La traçabilité est un processus offrant la possibilité d’identifier l’origine et de reconstituer le parcours d’un produit aux différents stades de la chaîne d’approvisionnement. C’est une méthode efficace de préservation de l’identité d’un produit ainsi que de ses qualités marchandes tout au long de son mouvement dans la chaîne d’approvisionnement et de sa transformation. Dans le secteur forestier, cela se résume à être en mesure de suivre à la trace un produit à partir de la récolte du bois en passant par sa transformation, jusqu’à la commercialisation du produit fini.

Bien que la traçabilité puisse ajouter une lourdeur administrative, elle comporte plusieurs avantages :

  • la production d’informations et de données utiles à la prise de décisions;
  • l’amélioration de l’efficacité dans la gestion des incidents;
  • un meilleur accès aux marchés et une confiance accrue des consommateurs, notamment envers une image de marque permettant de se différencier de la concurrence;
  • une meilleure protection des producteurs et de l’entreprise face aux risques liés à la mise en marché.

Des exemples illustrant l’importance d’assurer la traçabilité du bois en forêt privée

Pourquoi discuter de traçabilité du bois? Simplement parce que cela accentue la valeur ajoutée du produit en accroissant son potentiel de conformité. En forêt privée, il peut s’avérer difficile de documenter l’origine de la matière première étant donné les milliers de producteurs impliqués dans la commercialisation du bois chaque année. Heureusement, le travail des syndicats et offices de producteurs forestiers permet souvent de répondre à plusieurs de ces exigences, appuyant ainsi les processus établis par les industriels.

Voici quelques exemples militant pour une meilleure traçabilité des volumes de bois produits en forêt privée.

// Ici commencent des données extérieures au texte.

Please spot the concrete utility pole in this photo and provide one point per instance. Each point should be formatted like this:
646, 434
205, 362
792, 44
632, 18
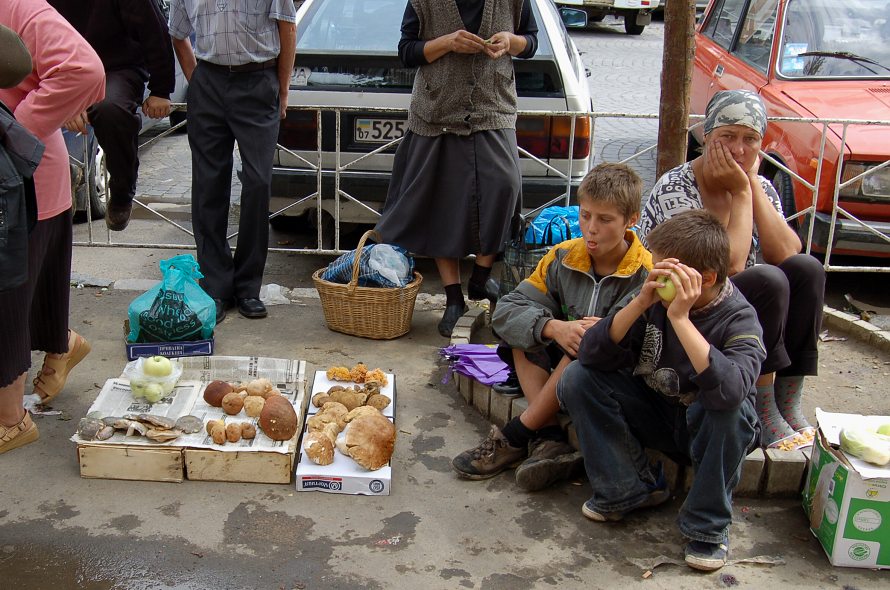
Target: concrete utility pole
676, 78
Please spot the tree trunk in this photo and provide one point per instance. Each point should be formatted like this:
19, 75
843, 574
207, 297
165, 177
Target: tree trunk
676, 78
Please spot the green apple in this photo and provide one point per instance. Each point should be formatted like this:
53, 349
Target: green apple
153, 392
667, 291
157, 366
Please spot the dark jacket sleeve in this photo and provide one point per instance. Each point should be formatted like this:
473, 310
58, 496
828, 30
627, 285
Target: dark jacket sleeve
597, 349
145, 24
732, 370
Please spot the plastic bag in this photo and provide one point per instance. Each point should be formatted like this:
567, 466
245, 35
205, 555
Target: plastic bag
175, 309
554, 225
390, 258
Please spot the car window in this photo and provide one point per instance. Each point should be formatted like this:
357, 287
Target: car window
723, 21
756, 34
820, 39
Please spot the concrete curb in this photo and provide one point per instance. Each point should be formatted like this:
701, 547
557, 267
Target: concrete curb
771, 473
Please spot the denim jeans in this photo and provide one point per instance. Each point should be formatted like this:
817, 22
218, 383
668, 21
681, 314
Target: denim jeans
617, 416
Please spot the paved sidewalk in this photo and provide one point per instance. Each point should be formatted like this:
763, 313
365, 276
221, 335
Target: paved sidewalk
434, 531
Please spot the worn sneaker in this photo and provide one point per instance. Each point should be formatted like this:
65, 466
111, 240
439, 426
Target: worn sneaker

Réglementations existantes

La traçabilité permet de s’assurer que le bois transformé respecte les différentes réglementations existantes. Prenons par exemple le Lacey Act, une loi américaine interdisant le commerce du bois récolté illégalement. Pour se conformer, les acheteurs de bois et de produits manufacturés en bois doivent s’assurer que le bois a été récolté selon les dispositions de la législation et des réglementations de la région d’origine et le documenter. Les contrevenants à cette loi s’exposent à des amendes sévères et c’est pourquoi la certification de la traçabilité du bois, de l’approvisionnement à la transformation, diminue le risque de contrevenir à cette loi.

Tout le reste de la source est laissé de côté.